How to cite this article:
I. Hadizadeh, B. Peivastegan and M. Kolahi, 2009. Antifungal Activity of Nettle (Urtica dioica L.), Colocynth (Citrullus colocynthis L. Schrad), Oleander (Nerium oleander L.) and Konar (Ziziphus spina-christi L.) Extracts on Plants Pathogenic Fungi. Pakistan Journal of Biological Sciences, 12: 58-63.
The harvest losses due to fungal disease in world crop protection may amount to 12% or even higher in developing countries (Montesinos, 2003; Agrios, 1997). Many pathogens including F. oxysporum (vascular wild), R. solani (Damping off), F. solani (fruit root) and A. alternate (black mold) are causing severe damage to agriculture in pre- and post-harvest (Fletcher et al., 2006).

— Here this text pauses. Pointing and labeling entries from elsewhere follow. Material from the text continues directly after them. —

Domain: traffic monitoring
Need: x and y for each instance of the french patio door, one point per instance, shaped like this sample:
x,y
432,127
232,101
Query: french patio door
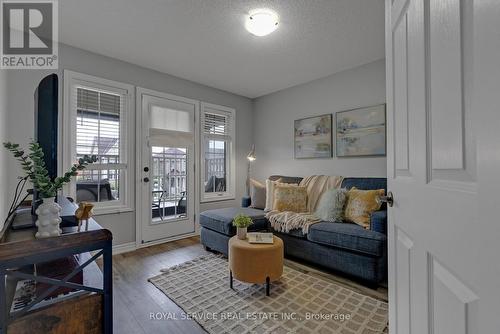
x,y
166,169
443,165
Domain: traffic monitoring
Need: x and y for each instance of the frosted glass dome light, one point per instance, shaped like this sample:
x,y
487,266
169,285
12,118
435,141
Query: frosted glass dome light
x,y
262,22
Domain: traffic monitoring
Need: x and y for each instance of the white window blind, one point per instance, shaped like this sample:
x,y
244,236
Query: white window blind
x,y
217,125
217,152
97,122
98,125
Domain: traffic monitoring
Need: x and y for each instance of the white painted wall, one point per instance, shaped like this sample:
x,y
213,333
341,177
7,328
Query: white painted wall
x,y
22,84
274,115
4,196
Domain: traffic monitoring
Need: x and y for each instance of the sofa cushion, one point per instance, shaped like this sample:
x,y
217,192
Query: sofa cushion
x,y
221,220
297,233
348,236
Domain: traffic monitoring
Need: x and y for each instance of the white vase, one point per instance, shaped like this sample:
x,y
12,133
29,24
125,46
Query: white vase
x,y
48,219
241,232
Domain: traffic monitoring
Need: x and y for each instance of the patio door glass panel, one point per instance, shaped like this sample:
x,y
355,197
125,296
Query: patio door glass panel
x,y
168,152
169,179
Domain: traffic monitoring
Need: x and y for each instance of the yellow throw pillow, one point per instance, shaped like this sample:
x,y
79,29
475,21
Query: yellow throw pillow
x,y
290,198
361,204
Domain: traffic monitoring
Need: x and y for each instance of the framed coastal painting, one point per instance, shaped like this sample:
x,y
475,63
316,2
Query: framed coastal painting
x,y
361,132
313,137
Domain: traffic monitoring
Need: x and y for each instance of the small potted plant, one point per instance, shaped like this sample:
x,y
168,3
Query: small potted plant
x,y
33,165
242,222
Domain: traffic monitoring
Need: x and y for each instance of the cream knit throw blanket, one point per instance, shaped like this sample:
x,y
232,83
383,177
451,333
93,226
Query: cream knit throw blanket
x,y
286,221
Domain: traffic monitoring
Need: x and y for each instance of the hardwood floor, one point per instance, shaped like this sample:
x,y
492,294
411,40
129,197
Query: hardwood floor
x,y
135,298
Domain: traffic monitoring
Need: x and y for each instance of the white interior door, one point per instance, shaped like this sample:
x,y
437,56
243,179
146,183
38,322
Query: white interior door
x,y
444,239
167,180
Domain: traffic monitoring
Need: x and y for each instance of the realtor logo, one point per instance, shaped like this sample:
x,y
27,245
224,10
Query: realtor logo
x,y
29,34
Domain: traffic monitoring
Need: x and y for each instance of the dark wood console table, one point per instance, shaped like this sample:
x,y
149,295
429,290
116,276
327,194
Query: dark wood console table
x,y
86,309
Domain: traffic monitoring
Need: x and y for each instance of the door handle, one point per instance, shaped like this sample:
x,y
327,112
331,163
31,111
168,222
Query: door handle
x,y
389,199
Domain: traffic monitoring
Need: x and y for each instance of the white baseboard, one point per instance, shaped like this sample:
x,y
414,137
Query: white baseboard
x,y
162,241
124,248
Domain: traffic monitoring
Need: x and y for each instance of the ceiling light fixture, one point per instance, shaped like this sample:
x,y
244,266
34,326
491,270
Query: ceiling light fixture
x,y
262,22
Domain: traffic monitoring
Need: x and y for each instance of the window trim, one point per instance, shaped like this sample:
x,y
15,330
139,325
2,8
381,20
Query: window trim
x,y
230,193
71,78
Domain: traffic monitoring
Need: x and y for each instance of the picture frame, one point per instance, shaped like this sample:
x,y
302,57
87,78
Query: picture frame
x,y
361,132
313,137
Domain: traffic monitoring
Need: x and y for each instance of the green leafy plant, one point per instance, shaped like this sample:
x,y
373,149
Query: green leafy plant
x,y
33,165
242,221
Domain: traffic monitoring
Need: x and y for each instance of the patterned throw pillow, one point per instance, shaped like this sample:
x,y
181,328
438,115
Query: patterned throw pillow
x,y
331,205
361,204
270,185
257,194
290,198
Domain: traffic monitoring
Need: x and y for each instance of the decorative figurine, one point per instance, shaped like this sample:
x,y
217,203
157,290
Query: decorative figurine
x,y
84,212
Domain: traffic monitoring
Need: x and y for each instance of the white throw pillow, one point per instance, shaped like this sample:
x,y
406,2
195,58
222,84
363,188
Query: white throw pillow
x,y
331,205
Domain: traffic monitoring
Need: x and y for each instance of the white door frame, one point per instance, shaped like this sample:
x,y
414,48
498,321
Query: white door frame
x,y
140,91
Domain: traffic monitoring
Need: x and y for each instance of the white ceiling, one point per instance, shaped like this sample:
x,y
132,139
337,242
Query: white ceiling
x,y
205,40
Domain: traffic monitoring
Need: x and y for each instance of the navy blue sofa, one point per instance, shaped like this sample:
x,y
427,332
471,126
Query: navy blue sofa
x,y
342,247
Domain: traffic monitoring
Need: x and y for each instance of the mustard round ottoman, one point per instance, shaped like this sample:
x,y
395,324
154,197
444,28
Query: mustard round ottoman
x,y
255,263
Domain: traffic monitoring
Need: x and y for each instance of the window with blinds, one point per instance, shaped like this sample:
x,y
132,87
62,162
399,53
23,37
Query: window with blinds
x,y
97,121
217,137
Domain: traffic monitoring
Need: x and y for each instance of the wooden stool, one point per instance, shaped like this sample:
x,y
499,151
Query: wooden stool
x,y
255,263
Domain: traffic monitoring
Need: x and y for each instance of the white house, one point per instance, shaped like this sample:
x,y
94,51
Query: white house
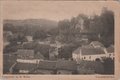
x,y
96,44
90,54
110,52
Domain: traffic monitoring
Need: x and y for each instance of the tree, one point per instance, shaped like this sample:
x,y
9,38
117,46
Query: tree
x,y
40,34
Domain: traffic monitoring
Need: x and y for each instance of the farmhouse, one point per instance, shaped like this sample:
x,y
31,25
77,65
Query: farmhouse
x,y
110,52
66,67
96,44
90,54
45,67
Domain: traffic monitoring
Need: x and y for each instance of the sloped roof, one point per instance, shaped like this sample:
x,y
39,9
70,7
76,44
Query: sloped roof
x,y
47,65
97,43
39,56
110,49
77,51
66,65
92,51
25,52
25,66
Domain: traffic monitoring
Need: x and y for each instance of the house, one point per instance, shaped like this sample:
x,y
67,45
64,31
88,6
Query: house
x,y
110,52
25,54
45,67
96,44
53,53
24,68
66,67
29,38
90,54
39,56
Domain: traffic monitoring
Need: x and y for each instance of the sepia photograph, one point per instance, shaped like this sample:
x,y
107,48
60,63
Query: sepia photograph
x,y
40,39
58,38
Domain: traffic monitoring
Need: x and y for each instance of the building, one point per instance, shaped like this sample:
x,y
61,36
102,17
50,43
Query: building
x,y
29,38
110,52
96,44
53,53
25,54
66,67
89,54
46,67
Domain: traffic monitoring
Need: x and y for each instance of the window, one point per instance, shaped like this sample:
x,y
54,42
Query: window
x,y
89,57
84,57
109,55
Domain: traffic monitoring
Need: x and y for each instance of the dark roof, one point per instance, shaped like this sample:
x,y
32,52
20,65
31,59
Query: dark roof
x,y
25,53
110,49
96,43
47,65
77,51
92,51
38,55
66,65
25,66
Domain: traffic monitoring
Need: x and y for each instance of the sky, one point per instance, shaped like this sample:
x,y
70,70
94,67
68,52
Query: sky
x,y
53,10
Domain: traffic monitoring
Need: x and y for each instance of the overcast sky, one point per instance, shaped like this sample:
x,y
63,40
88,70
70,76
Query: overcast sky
x,y
53,10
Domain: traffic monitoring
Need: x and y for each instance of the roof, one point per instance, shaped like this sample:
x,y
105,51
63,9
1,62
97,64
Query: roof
x,y
92,51
97,43
25,53
38,56
25,66
77,51
66,65
47,65
110,49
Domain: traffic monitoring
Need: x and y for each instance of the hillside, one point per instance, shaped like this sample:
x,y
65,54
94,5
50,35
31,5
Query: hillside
x,y
32,24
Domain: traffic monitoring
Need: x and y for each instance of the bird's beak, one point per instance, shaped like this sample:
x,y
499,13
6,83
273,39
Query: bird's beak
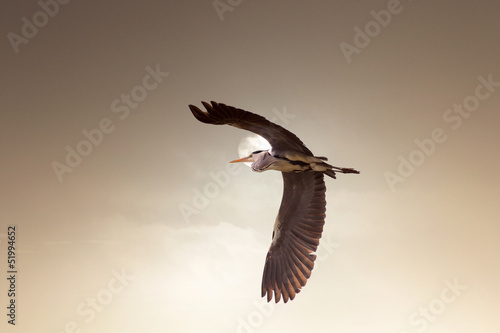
x,y
243,159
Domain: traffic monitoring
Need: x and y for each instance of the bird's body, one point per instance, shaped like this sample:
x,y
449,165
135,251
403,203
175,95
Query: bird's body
x,y
301,216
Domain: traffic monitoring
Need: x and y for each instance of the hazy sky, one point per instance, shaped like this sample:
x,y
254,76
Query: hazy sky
x,y
129,220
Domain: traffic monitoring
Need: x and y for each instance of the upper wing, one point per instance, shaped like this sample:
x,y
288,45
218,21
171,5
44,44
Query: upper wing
x,y
279,138
297,231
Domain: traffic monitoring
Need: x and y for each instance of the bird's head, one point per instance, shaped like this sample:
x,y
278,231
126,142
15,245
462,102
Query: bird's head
x,y
259,159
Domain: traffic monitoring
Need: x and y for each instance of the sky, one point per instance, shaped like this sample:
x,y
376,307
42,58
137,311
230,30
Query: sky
x,y
125,216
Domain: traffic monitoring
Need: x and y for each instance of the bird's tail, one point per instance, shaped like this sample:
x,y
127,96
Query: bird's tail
x,y
331,171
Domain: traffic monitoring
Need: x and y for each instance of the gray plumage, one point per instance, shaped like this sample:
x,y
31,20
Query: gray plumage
x,y
299,224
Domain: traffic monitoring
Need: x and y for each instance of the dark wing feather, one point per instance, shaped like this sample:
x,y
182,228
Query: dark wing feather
x,y
278,137
297,231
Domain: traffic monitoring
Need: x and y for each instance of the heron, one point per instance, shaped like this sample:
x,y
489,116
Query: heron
x,y
301,216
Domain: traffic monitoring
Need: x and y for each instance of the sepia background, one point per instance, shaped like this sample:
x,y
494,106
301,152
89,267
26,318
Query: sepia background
x,y
129,218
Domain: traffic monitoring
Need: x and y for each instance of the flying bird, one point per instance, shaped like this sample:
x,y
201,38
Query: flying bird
x,y
301,215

The increasing social and economic implications caused by fungi means there is a constant striving to produce safer food crops and to develop new antifungal agents. In addition, resistance to fungicides is one of critical causes of poor disease control of agriculture (Steffens et al., 1996; Aquino et al., 2006). Therefore, there is a need to develop alternative agents for the control of pathogenic fungal diseases in plants. There is a good reason to suppose that the secondary metabolites of plants have evolved to protect them from attack by microbial pathogens (Benner, 1993). So, natural products from plants have great potential as novel fungicide sources for controlling pathogenic fungi (Prabavathy et al., 2006; Chang et al., 2007). In general, plant-derived natural substances are considered as non-phytotoxic compounds and potentially effective against plant pathogenic fungi. In recent years, interests have been generated in the development of safer antifungal agents such as plant-based essential oils and extracts to control phytopathogens in agriculture (Ojala et al., 2000; Kordali et al., 2003; Nunez et al., 2006; Field et al., 2006; Lee, 2007). Historically, many plant oils and extracts have been reported to have antimicrobial properties (Lawless, 1995). It is important to investigate scientifically those plants which have been used in traditional medicines as potential sources of novel antimicrobial compounds (Ojala et al., 2000). Also, the resurgence of interest in natural control of plant pathogens and increasing consumer demand for effective, safe, natural products means that quantitative data on plant oils and extracts are required (Bajpai et al., 2008).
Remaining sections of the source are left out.